We’ve all taken different routes to linocut, and have been supported by our communities and sustained practices by selling our prints to other Inuit. “It’s not a singular thing, we’re not a singular people, literally Inuit is plural,” concluded Aedan about the versatility linocut has and its fit for the younger generation of Inuit who are picking it up. It’s stunning how a simple medium can be an act of self-determination and decolonization. That anyone can do it makes the process democratic, without a hierarchical export-based sales model. The generous support from our communities has redefined what Inuit art has value and to whom.

So, what of the future of printmaking? Will it revolve around professional studios, printing presses and catalogues or shift to individual artists making art at home? I think there’s room for it all.
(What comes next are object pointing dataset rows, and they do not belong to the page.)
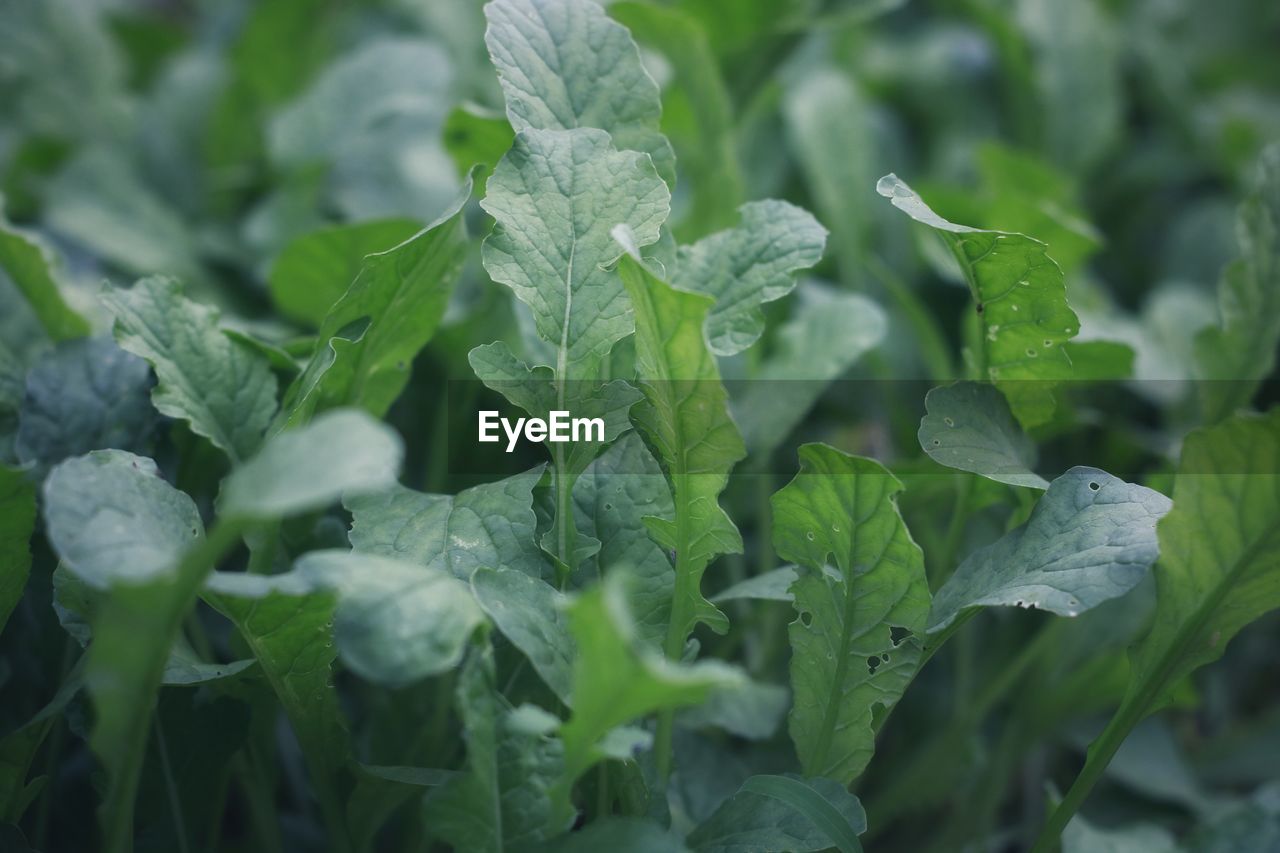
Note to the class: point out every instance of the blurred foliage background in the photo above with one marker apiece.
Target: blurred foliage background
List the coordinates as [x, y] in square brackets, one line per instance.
[210, 138]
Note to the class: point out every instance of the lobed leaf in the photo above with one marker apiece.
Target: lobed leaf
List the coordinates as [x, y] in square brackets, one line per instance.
[848, 661]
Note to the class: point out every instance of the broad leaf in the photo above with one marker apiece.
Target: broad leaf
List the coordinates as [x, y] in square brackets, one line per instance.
[26, 261]
[397, 301]
[492, 524]
[554, 197]
[314, 270]
[617, 680]
[112, 518]
[848, 664]
[81, 396]
[502, 801]
[1020, 300]
[1239, 354]
[219, 386]
[1091, 537]
[17, 524]
[529, 612]
[968, 427]
[748, 265]
[360, 455]
[685, 418]
[828, 332]
[566, 64]
[754, 820]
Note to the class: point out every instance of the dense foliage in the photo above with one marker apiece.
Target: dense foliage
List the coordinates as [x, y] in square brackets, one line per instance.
[938, 498]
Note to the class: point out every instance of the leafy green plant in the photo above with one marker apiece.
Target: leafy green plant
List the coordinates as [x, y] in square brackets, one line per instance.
[263, 588]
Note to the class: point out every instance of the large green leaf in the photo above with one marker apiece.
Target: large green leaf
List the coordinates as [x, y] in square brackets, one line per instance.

Linocut has allowed more individuals to express themselves and continue to do so because of changes to the art market as a whole. I love that we can push the boundaries of a previously established genre and showcase the diversity of voices within our culture. The more representations the better: neo-punk, millennial, Gen Z, queer, all of it. What’s exciting to me is new artists being able to create wherever they are.